Он. Да в общем тоже нет. В этом есть что-то аморфное, пассивное… никакого яда… ничего, что даже отдаленно имело бы отношение…
М3. К вашим «иссмам». Знаете, тут есть одна тонкость…
М2. Я же вам говорил… А вы смеялись надо мной, когда я пытался им помочь…
Ж1. Ах да, с Истмом, Коринфским перешейком…
Она. О нет, только не это!
М2. Вы слышите? Сколько страсти! Какое упрямство! Поверьте, вот она, первопричина. Что до меня, то… чем больше я наблюдаю, тем больше убеждаюсь. Сомнений быть не может: зло именно здесь.
Она. Вслушайтесь: романтиссм. Капиталиссм. Синдикалиссм… иссм… иссм… прямо шипение.
Он. Они задерживаются на этом иссм… смакуют его.

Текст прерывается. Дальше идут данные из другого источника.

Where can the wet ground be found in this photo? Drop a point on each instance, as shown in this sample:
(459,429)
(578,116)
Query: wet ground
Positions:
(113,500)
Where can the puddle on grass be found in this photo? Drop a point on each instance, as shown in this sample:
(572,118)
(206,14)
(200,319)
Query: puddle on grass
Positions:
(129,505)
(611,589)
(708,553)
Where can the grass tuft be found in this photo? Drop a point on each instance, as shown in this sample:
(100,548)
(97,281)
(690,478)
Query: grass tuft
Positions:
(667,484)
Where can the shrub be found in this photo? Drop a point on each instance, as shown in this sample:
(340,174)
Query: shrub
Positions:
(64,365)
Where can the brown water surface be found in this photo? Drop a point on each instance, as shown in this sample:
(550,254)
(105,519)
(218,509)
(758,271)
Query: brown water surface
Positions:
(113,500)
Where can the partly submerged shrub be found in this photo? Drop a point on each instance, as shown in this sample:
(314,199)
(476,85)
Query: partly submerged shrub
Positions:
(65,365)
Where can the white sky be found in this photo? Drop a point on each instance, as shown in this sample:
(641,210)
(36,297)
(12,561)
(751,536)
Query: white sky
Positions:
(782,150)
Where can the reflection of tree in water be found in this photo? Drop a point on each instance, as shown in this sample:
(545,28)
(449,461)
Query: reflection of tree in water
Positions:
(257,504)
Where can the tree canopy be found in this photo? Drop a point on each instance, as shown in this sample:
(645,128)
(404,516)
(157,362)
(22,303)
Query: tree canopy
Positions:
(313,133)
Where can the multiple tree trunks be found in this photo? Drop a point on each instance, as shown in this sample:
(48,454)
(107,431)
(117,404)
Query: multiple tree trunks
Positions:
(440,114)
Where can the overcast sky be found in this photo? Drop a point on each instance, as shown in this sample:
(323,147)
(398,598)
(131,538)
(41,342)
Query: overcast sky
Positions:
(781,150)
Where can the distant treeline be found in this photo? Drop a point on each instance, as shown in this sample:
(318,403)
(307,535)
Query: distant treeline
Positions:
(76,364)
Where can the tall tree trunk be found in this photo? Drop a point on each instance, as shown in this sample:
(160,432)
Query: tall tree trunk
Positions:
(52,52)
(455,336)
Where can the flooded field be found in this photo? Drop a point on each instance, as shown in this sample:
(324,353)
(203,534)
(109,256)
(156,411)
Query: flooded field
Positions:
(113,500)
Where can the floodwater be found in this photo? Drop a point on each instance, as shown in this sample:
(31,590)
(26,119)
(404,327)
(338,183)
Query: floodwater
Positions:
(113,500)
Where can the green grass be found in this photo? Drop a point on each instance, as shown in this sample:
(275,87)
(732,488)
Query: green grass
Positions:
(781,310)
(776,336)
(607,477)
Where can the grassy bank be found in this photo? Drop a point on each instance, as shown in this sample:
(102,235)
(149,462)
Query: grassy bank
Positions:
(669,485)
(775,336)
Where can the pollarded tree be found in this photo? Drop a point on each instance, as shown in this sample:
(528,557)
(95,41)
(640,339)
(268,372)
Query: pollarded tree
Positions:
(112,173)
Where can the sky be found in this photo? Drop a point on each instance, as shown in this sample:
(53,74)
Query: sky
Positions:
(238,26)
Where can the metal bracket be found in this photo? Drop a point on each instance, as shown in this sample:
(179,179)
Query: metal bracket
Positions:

Она. Оно скользит, это иссм… точно край режущей травы.
Он. Иссм… иссм…
Она. Оно взрезает кожу… проникает в плоть…
Он. И там… Разве вы сами этого не чувствуете?..
Она. Попробуйте, прошу вас… скажите, растягивая… иссм… иссм… Вы слышите?
Ж3. Ну, может быть, если очень постараться…
М2. Да, надо очень постараться. Для меня, откровенно говоря… синдикалиссм, структуралиссм… Сколько ни повторяю… иссм… иссм… Хм, может быть… ну разве, при желании… может быть, действительно…
М3. Пожалуй, да. Я чувствую…
Она. Как! Не может быть! Вы почувствовали!..
М3. М-м… М-м… м-да… В общем, как бы это сказать…
Она. Как бы сказать?
М3 (колеблясь). Н-нет… не то чтобы… Вообще-то… да нет… Собственно, это то, что не имеет названия.